In particular, the PSM3 provider is enhanced in version 2021.11 of the Intel MPI Library, which also offers tunings for the PSM3 and OFI/TCP providers for the Google Cloud environment, which includes the Intel IPU E2000. The 4th Generation Intel Xeon Scalable Processors offer high core counts and sophisticated features that the Intel MPI Library 2021.11 capitalises on. It also supports updated Linux OS distributions and versions of libraries and applications. When combined, these enhancements provide third-generation virtual machines with Titanium access to new performance and application features.
Improvement of HPC application efficiency
Through parallel computing, programs such as Siemens Simcenter STAR-CCM+ software reduce the time-to-solution. For instance, if the same problem can be solved in half the time with twice as many computational resources, then parallel scaling is 100% efficient and the speedup is twice as great as when using half as many resources. In actuality, a 2x speedup per doubling could not be possible for a number of reasons, including inter-node communication overhead or insufficient parallelism exposure.
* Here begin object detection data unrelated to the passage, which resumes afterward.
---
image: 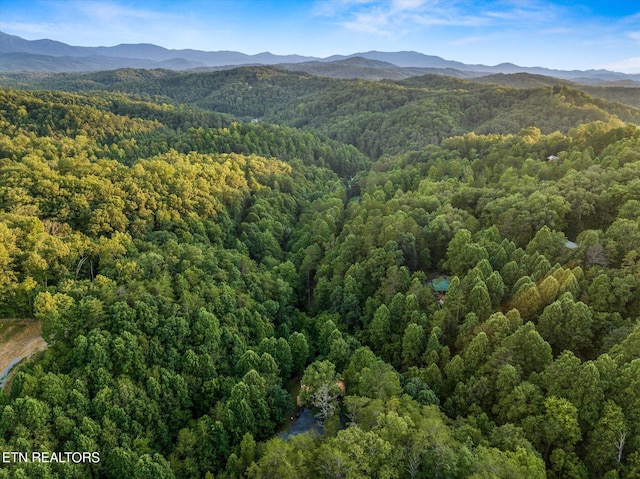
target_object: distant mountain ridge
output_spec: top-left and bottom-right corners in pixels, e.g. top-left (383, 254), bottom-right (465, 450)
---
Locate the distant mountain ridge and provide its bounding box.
top-left (0, 32), bottom-right (640, 86)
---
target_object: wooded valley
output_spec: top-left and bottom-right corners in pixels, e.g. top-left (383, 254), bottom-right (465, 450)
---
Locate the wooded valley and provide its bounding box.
top-left (0, 67), bottom-right (640, 479)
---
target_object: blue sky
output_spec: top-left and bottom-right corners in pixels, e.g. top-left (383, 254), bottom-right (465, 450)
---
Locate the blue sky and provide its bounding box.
top-left (0, 0), bottom-right (640, 73)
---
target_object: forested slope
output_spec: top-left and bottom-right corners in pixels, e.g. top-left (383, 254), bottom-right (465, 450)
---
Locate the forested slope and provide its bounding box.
top-left (0, 76), bottom-right (640, 479)
top-left (5, 66), bottom-right (640, 159)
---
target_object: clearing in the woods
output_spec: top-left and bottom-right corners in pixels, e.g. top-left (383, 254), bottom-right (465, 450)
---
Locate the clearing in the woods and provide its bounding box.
top-left (0, 319), bottom-right (47, 385)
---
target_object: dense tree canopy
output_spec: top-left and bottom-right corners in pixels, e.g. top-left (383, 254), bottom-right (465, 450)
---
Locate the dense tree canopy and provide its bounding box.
top-left (0, 68), bottom-right (640, 479)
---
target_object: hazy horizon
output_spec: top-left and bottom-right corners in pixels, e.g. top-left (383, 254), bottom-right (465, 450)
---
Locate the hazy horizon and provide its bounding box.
top-left (0, 0), bottom-right (640, 73)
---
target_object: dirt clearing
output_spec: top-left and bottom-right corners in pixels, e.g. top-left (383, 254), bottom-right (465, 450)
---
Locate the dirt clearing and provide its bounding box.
top-left (0, 319), bottom-right (47, 381)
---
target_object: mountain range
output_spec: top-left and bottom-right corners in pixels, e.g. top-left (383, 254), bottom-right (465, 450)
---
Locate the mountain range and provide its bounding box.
top-left (0, 32), bottom-right (640, 87)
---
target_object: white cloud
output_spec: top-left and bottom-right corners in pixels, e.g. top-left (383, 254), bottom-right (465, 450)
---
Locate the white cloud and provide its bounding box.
top-left (314, 0), bottom-right (563, 35)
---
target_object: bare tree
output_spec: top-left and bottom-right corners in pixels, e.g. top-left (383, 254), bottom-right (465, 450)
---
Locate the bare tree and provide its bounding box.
top-left (312, 383), bottom-right (339, 426)
top-left (615, 431), bottom-right (627, 464)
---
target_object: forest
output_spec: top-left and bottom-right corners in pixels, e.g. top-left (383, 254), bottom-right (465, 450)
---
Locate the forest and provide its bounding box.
top-left (0, 67), bottom-right (640, 479)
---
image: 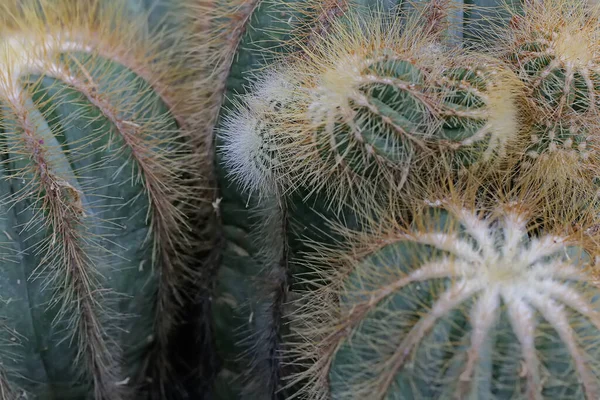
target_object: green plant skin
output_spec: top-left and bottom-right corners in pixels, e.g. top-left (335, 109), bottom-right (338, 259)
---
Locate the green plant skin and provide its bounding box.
top-left (0, 56), bottom-right (177, 399)
top-left (213, 0), bottom-right (404, 399)
top-left (329, 210), bottom-right (600, 399)
top-left (0, 1), bottom-right (192, 400)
Improving the communication library can immediately address the latter issue.
Intel MPI Benchmarks
Using a number of common benchmarks, Google and Intel evaluated Simcenter STAR-CCM+ on H3 instances to show off the performance gains of the new Intel MPI Library. Five common benchmarks up to 32 VMs (2,816 cores) are displayed in the figure. As you can see, all tested situations produce good speedups; the only benchmark that stops scaling beyond 16 nodes is LeMans_Poly_17M, which is the smallest benchmark due to its small issue size (which is not addressed by communication library performance). Superlinear scaling is even visible for certain VM counts in several benchmarks (LeMans_100M_Coupled and AeroSuvSteadyCoupled106M), most likely as a result of the larger accessible cache.
Google Cloud used the ratio of the runtimes of Intel MPI 2021.11 and Intel MPI 2021.7 for each run to demonstrate the improvements of the former over the latter. The faster version’s parallel runtime is divided by the faster version’s parallel runtime to get this speedup ratio, which is displayed in the table below.
The table demonstrates that the optimised Intel MPI 2021.11 version provides greater parallel scalability and absolute performance for almost all workloads and node counts. This efficiency benefit (up to 1.06x improvement) is already noticeable at just two virtual machines (VMs) and increases significantly at higher VM counts (between 2.42x and 5.27x at 32 VMs). This efficiency gain results in reduced time-to-solution and cheaper costs. The remarkable 11.53x gain for the smallest test (LeMans_Poly_17M) at 16 VMs shows that, in contrast to the previous version, the improved MPI version permits good scaling up to 16 VMs.
These findings show that Simcenter STAR-CCM+ on Google Cloud is more scalable thanks to the optimised Intel MPI Library, enabling end users to solve problems more quickly and make better use of their cloud resources.
Intel MPI 2021.7 and its TCP provider, as well as Intel MPI 2021.11 and the PSM3 libfabric provider, were used to execute the benchmarks. On CentOS Linux release 7.9.2009-powered Google Cloud H3 instances, with 88 MPI processes per node and 200 Gbps networking, Simcenter STAR-CCM+ version 2306 (18.06.006) was evaluated.